加工はデニムの聖地・岡山県児島のウォッシュハウスにて、「酸による色落ち(アシッドウォッシュ)」と「レーザーによる破砕(破壊)」というハイブリッドな手法を実施。長年穿き込んだようなフェード感と、擦り切れたようなダメージをリアルに表現し、退廃的でアルチザンな雰囲気を強めています。シルエットは股上を深く設定し、腰回りをすっきりとさせ、裾に向かってストンと落ちるワイドストレート。まるでスラックスのような美しい佇まいを保ちながら、ブーツやボリュームスニーカーに被さるような男らしいラインを描きます。ボタンには経年変化が出やすい無垢鉄製、リベットには軽量なアルミ製を採用するなど、細部に至るまで素材選びに拘り抜かれたブランド哲学が凝縮された一本です。
MASU | 新定番「テーパード」。MASU BOYSラインの構築的な一本
MB TAPERED JEANS DIAMOND (Black) / B25F9PL006
MASU(エムエーエスユー)が今季のテーマ「20XX」を象徴し、従来の極太シルエットから新しく提案する「TAPERED(テーパード)」ラインのデニムパンツ。このアイテムは、天使のように性別や年齢に捉われない自由な精神を持つ人々を指す「MASU BOYS」ラインに位置づけられています。最大の特徴は、MASUの象徴的なモチーフであるアーガイル柄(ダイヤ柄)をレーザー加工によるブリーチ(脱色)で表現している点。裾から太ももにかけてグラデーションのように柄が浮かび上がるこの手法は、ベースのUSED加工デニムと相まって、奥行きのある複雑な表情を生み出しています。
シルエットは、腰回りには程よいゆとりを持たせつつ、裾に向かって綺麗に細くなるモダンなプロポーション。オーバーサイズのトップスと合わせた際に、上下のメリハリ(コントラスト)が美しく出るように設計されています。素材は通年着用に最適な13オンスの日本製デニムを使用。ジーンズの聖地・岡山県の工場で縫製・加工が行われており、職人の手仕事によるヴィンテージ加工とレーザー加工という最新技術が融合した、MASUらしいクラフトマンシップを感じる逸品です。

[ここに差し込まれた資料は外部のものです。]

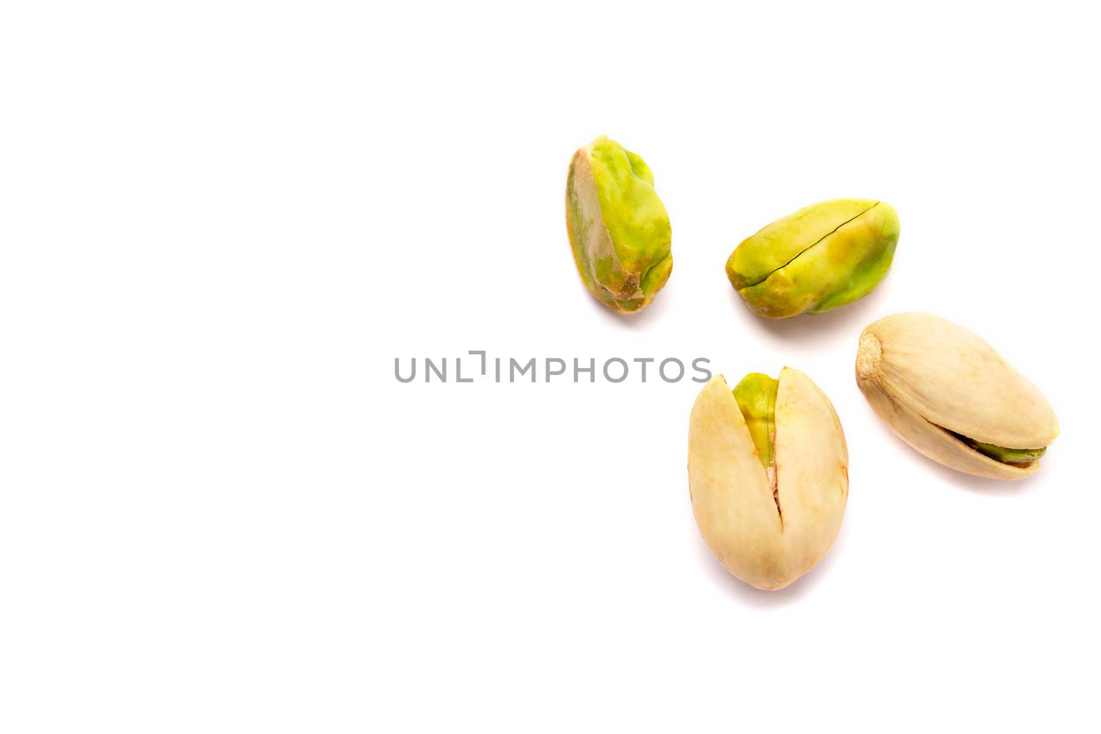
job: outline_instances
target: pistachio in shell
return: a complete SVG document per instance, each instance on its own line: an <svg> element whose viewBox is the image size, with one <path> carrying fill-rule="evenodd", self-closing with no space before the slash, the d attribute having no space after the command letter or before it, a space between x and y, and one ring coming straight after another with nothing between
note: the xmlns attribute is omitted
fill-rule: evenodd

D.HYGEN | 虚実が交錯する「クラスト・ジャガード」。ブランドを象徴するツイストカーブ・シルエット
Hand Patchwork Class Tojacquard Overlock Twisted Curved Pants (Black) / ST107-0125A-C
クラストコアのパンクスをイメージしたパッチワークデザインを、織り(ジャガード)と手作業の双方で表現したD.HYGEN(ディーハイゲン)のデニムパンツ。ベースとなる生地は、ツギハギやダメージ、ハンドステッチの縫い目などをプリントではなくジャガード織りの凹凸と柄でリアルに再現したオリジナル素材。この「織りで表現された偽物の継ぎ目」と、さらに製品段階で施された「本物のパッチワーク」が混在することで、奥行きのある複雑な表情を作り出しています。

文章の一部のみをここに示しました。